Эта угроза выдавала истинные, зловещие намерения Петра: лишить Алексея наследства, завещать престол младшему сыну, любимому Шишечке. Но старший брат ни в коем случае не должен быть ему соперником. Царь требует, чтобы Алексей безусловно отрекся от прав на престол. Царевич выражает на это свое полное согласие. Но Петру этого мало. Он требует, чтобы Алексей ушел в монастырь. И на это соглашается царевич. Но нет покоя царю: он опасается, что акт об отречении сына после его, Петра, смерти окажется просто ничего не значащей бумажкой. Монастырь — не могила, из него и выйти можно, и сесть на престол. Словом, пока жив Алексей, он опасен для детей Петра и Екатерины.
Уехав из Петербурга в Копенгаген по делам войны, царь в августе 1716 года письмом вызвал Алексея к себе, причем потребовал, чтобы тот детально указал маршрут и время прибытия в каждый из городов на своем пути, с тем чтобы контролировать передвижение сына. Алексея это насторожило — от отца он мог ожидать всего чего угодно. Царевич собрался в дорогу, но его терзал страх: либо ему устроят покушение по дороге, либо при встрече отец обрушит на него свой неистовый гнев. На пути к отцу, в Польше, Алексей неожиданно изменил маршрут и бежал во владения Австрии, где надеялся найти прибежище. Ведь сестра покойной жены царевича была супругой австрийского императора. Несомненно, поступок этот — акт отчаяния, попытка разорвать смыкавшееся вокруг него кольцо, спастись от неминуемой гибели. Но побег за границу в те времена — это страшное для российского подданного преступление, которое расценивалось однозначно как государственная измена. Бегство это породило в душе Алексея страшные душевные муки. Он потерял покой и не мог найти себе места, чувствуя свою вину перед отцом и Россией.
Узнав о бегстве сына, Петр был вне себя от ярости. На розыски царевича он послал П. А. Толстого, дав ему строжайший приказ: во что бы то ни стало доставить Алексея в Россию. Толстой вместе с А. И. Румянцевым долго прочесывал владения австрийского императора, пока наконец не обнаружил беглеца в Италии, под Неаполем. Настигнув царевича, Толстой ловко воспользовался угрызениями совести, которые терзали беглеца. Умело разжигая в Алексее чувство вины, обещая ему — от имени царя — безусловное прощение в случае явки с повинной, Толстой сумел выманить его в Россию.

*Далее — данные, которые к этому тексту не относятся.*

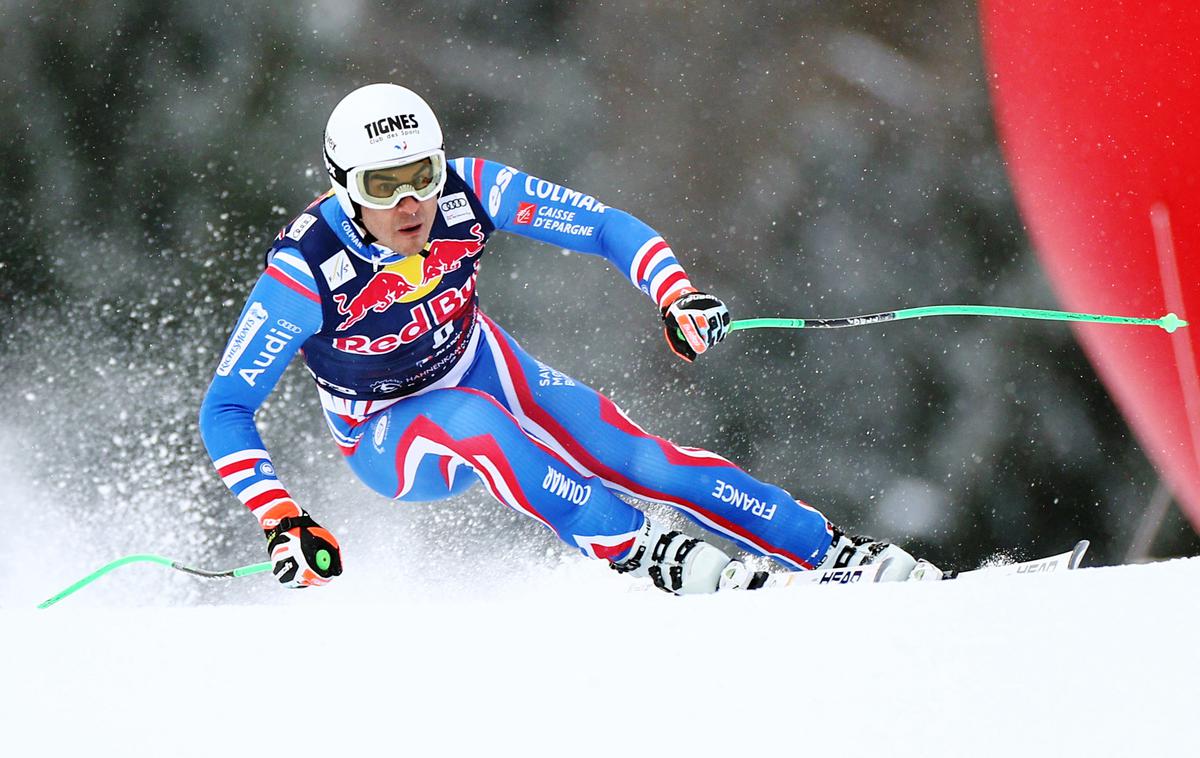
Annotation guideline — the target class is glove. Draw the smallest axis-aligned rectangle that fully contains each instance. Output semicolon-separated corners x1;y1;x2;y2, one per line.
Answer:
662;291;730;363
259;500;342;588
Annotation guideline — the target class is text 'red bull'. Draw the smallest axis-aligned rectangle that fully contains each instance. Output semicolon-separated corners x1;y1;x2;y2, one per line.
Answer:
334;276;475;355
334;224;484;331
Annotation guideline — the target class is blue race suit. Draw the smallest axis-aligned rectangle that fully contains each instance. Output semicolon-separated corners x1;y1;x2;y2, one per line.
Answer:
200;158;830;569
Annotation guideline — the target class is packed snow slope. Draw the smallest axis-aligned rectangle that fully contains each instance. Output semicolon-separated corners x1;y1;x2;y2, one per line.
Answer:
0;551;1200;758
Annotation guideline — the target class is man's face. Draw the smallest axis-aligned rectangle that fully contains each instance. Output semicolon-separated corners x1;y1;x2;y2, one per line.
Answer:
362;197;438;255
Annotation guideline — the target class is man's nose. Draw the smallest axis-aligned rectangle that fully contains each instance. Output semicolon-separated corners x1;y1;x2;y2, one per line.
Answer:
396;195;421;216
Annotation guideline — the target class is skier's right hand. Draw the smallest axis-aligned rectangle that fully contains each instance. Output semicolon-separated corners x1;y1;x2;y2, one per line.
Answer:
259;500;342;588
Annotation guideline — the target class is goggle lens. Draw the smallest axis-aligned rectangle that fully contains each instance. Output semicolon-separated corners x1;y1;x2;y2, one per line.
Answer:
355;156;444;209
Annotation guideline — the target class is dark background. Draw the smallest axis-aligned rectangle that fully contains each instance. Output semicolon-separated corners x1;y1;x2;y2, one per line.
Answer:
0;0;1200;604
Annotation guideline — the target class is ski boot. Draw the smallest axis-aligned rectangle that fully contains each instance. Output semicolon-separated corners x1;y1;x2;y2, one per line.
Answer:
816;527;943;582
611;516;754;595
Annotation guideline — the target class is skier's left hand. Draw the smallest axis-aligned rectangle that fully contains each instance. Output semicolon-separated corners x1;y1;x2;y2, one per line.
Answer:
263;500;342;588
662;291;730;363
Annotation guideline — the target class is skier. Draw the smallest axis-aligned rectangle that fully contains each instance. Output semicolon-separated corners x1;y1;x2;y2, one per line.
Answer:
200;84;928;595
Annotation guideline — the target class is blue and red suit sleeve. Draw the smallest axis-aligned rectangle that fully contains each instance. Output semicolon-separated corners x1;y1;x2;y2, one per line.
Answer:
200;248;322;520
450;158;695;308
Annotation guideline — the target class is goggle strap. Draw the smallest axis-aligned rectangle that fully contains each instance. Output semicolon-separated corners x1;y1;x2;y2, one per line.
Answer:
325;148;347;187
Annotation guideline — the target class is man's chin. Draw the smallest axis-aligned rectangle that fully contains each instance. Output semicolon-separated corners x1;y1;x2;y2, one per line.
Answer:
389;229;428;255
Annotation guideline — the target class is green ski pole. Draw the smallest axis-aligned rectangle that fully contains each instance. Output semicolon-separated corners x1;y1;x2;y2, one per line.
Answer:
730;306;1188;335
37;551;274;608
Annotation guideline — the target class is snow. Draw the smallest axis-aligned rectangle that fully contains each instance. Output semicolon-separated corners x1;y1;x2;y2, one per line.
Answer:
0;559;1200;757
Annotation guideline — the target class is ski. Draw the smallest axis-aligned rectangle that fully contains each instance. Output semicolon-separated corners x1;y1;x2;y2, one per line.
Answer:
942;540;1091;579
762;540;1090;589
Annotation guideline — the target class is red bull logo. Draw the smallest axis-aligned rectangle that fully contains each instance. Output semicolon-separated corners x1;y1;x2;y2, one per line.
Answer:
334;271;416;331
421;224;484;282
334;224;485;331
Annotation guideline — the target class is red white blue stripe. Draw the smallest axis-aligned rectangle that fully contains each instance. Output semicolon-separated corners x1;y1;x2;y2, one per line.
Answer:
628;236;694;308
266;249;320;302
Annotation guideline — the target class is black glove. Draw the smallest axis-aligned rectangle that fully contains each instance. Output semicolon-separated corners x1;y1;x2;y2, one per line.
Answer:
662;293;730;363
263;501;342;588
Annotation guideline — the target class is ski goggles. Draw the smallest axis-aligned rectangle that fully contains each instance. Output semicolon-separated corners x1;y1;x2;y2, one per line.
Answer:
346;150;446;210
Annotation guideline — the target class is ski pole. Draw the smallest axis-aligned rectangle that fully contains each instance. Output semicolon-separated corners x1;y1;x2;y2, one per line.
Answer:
37;555;273;608
730;306;1188;335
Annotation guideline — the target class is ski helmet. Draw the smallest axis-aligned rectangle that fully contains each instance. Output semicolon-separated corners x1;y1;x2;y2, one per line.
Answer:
325;84;446;218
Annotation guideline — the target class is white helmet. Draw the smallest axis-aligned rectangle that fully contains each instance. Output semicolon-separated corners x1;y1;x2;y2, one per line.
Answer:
325;84;446;218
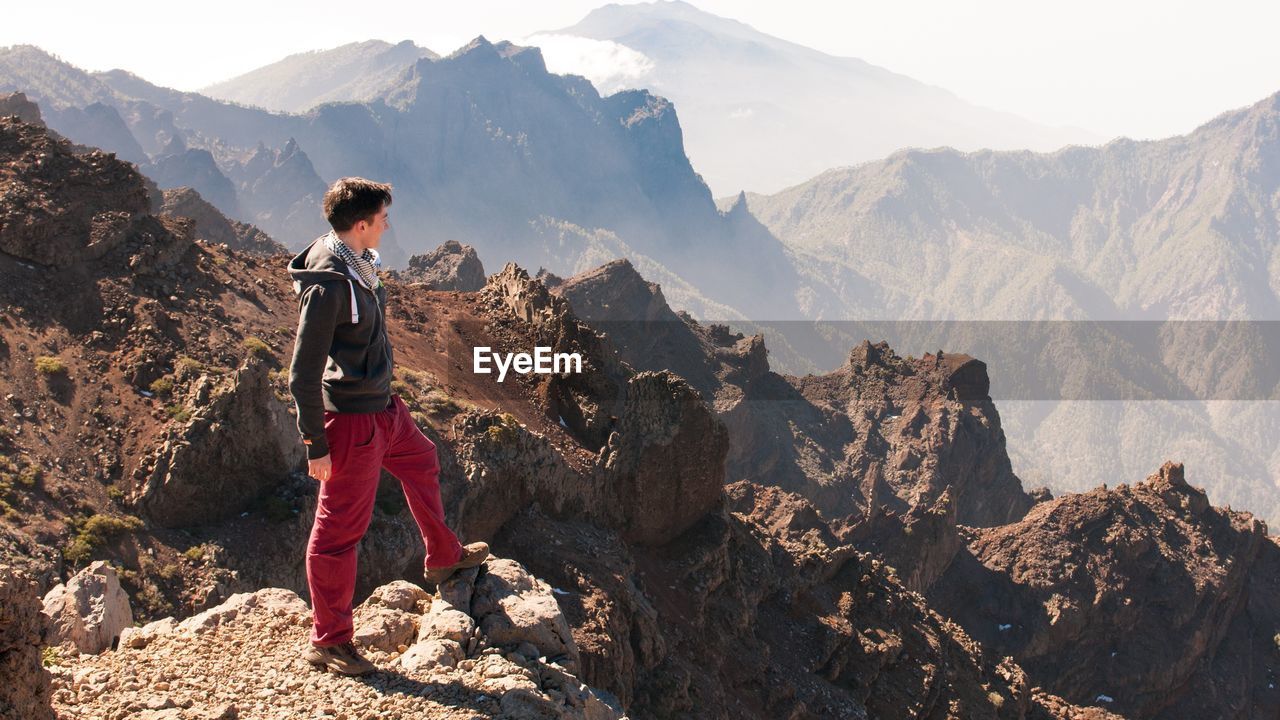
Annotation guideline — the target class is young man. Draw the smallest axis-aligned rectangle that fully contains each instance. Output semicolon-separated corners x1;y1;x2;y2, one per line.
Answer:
289;178;489;675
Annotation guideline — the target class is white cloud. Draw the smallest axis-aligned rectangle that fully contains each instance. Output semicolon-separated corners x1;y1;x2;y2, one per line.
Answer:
518;33;658;95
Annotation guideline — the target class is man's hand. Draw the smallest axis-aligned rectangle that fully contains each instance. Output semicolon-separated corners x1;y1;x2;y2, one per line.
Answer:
307;455;333;483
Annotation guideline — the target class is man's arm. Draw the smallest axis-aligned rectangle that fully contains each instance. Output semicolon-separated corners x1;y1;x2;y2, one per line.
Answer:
289;283;342;460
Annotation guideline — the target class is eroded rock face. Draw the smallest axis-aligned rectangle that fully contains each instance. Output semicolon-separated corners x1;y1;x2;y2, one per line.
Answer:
929;462;1280;717
397;240;485;292
133;357;303;528
768;342;1032;527
0;565;54;720
0;117;151;266
160;187;285;255
480;263;631;447
0;92;45;127
44;560;133;653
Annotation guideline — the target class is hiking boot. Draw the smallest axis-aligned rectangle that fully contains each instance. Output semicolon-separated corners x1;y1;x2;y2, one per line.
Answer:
422;542;489;585
302;641;378;675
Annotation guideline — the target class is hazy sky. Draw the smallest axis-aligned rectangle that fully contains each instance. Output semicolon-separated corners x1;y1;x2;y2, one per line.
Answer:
0;0;1280;138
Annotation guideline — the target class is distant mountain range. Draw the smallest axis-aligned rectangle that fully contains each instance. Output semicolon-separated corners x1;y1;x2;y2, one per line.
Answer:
0;37;800;318
0;19;1280;516
529;0;1103;195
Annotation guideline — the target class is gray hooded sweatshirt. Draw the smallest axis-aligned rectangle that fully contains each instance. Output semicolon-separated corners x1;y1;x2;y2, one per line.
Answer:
289;237;393;460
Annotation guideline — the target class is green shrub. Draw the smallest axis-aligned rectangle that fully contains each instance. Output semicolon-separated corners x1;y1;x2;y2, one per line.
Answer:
18;464;45;488
242;336;271;357
173;355;205;380
36;355;67;375
63;514;142;565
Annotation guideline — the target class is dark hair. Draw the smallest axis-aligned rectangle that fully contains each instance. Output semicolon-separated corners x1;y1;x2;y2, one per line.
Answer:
324;178;392;232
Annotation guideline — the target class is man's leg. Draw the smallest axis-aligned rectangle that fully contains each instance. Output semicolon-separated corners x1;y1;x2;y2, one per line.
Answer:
307;413;385;646
383;396;462;569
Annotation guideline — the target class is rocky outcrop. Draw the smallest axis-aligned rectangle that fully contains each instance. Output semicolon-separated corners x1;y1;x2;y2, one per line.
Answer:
600;372;728;544
230;137;330;249
0;92;45;127
52;560;622;720
480;263;631;447
554;259;721;401
146;143;241;218
0;565;54;720
133;356;303;528
762;342;1032;525
929;462;1280;719
397;240;485;292
160;187;287;255
44;560;133;653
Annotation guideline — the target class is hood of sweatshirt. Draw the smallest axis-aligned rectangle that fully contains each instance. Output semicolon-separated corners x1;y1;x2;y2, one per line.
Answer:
289;234;351;295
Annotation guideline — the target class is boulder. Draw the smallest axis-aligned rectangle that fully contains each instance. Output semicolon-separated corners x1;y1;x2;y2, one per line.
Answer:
178;588;311;633
353;603;417;652
120;609;178;650
44;560;133;655
364;580;431;612
399;240;485;292
471;560;579;671
417;600;476;643
399;639;466;673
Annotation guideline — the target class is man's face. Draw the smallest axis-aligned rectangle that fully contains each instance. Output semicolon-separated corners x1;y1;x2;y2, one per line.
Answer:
356;205;392;249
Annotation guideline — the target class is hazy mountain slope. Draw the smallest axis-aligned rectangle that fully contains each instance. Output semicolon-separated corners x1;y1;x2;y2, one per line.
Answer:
200;40;439;113
742;89;1280;519
749;95;1280;319
531;1;1098;195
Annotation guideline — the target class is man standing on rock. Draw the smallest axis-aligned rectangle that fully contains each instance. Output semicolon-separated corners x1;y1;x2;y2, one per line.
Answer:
289;178;489;675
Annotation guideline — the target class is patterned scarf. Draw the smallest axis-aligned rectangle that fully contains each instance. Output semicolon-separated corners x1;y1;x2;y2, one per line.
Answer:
325;231;383;290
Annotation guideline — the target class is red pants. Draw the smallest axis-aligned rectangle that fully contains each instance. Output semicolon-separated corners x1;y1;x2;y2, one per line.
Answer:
307;396;462;646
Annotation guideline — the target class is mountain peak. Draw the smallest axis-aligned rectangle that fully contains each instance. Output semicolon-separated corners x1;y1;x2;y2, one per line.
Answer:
445;35;493;60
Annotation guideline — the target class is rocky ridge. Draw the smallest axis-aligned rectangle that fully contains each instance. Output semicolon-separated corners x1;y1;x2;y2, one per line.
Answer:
0;103;1268;717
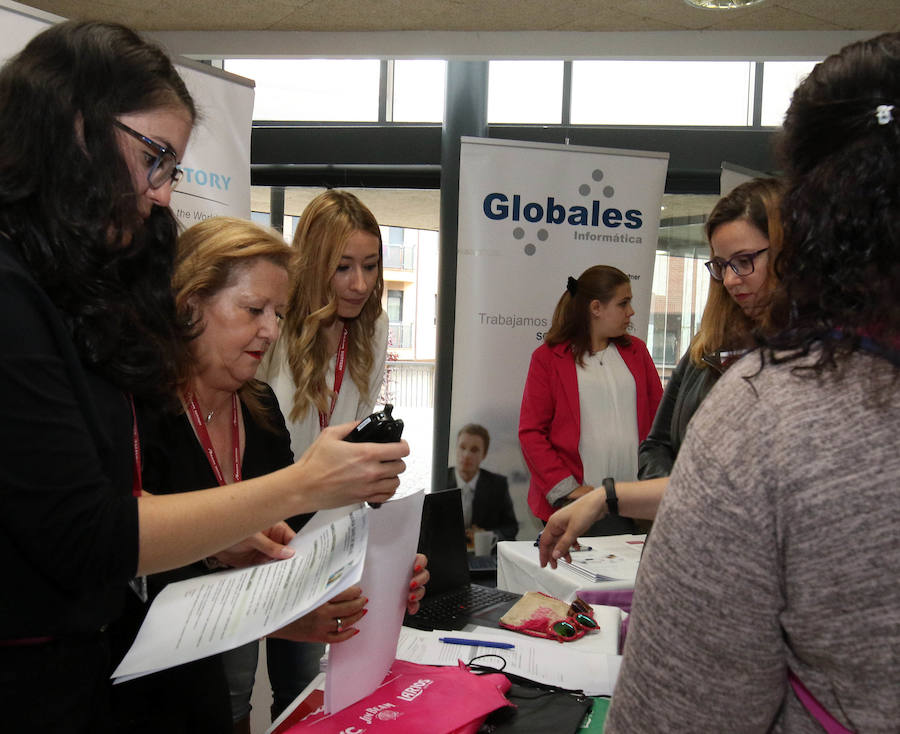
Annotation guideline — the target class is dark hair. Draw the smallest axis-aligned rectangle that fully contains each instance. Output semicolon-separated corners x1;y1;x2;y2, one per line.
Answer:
456;423;491;456
544;265;631;365
690;178;784;369
770;32;900;372
0;21;196;394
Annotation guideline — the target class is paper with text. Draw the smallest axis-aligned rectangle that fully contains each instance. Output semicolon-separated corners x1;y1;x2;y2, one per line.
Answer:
112;505;369;683
397;627;622;696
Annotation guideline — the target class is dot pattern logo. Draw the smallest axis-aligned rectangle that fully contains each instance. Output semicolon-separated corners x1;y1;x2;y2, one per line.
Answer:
512;168;616;257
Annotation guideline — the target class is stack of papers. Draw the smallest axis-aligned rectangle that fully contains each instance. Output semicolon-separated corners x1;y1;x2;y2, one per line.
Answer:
559;545;643;583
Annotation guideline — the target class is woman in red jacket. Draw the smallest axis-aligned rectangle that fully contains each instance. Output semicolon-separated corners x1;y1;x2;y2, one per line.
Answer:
519;265;662;535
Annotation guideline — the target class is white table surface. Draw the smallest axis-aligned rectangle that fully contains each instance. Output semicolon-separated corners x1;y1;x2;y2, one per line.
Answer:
497;535;647;601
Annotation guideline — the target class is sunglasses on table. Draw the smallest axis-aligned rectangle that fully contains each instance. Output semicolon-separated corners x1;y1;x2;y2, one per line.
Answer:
548;596;599;642
113;120;182;189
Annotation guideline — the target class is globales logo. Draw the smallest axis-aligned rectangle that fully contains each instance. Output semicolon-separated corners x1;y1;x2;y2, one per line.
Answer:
482;168;644;255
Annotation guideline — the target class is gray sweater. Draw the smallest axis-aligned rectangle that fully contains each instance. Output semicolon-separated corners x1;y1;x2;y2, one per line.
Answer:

Вот уж кто оказался предателем, так это любовница царевича Ефросинья, простая крепостная девушка, которую Алексей полюбил и увез с собой за границу. Она помогла Толстому сломить волю царевича, усыпить его страх и заманить в западню. В материалах Тайной канцелярии сохранилась краткая запись, сделанная уже потом, несколько лет спустя после гибели царевича: Ефросинья получила на свадьбу с неизвестным нам человеком две тысячи рублей из денег покойного царевича. По тем временам это была огромная сумма денег, и это, без сомнения, были иудины сребреники.
Вернувшегося домой царевича ждало не прощение царя, а его гнев. Алексея подвергли допросам, очным ставкам, пыткам, причем сам отец сидел за столом следователя в пыточной палате. Он наблюдал, как его родного сына заплечные мастера подвешивают на дыбу, бьют кнутом, рвут у него ногти. Летом 1718 года состоялся назначенный государем суд. Все сподвижники Петра, составившие судилище, один за другим, вынесли приговор: «Виновен, достоин смертной казни». А потом наступил момент, когда нужно было привести приговор в исполнение. И опять позвали Толстого и Румянцева.
Нам неизвестно, о чем думала и что говорила мужу в этот страшный час Екатерина. Конечно, она, его «друг сердешненькой», была рядом, чтобы облегчить тяжкий удел царю, приносившему ужасную жертву на алтарь отечества — своего сына, врага внутреннего. Но не забудем, что в этот поздний час неподалеку от комнаты, где собрались палачи, мирно спал Шишечка. Так сложились обстоятельства, так требовал сюжет этой драмы, что кровь Алексея была нужна ей, матери «Санкт-Петербургского хозяина». Кроме того, царица в тот момент была на сносях, и супруги, вероятно, думали, что вскоре родится еще один сын. Но тогда, в августе 1718 года, родилась дочь Наталья.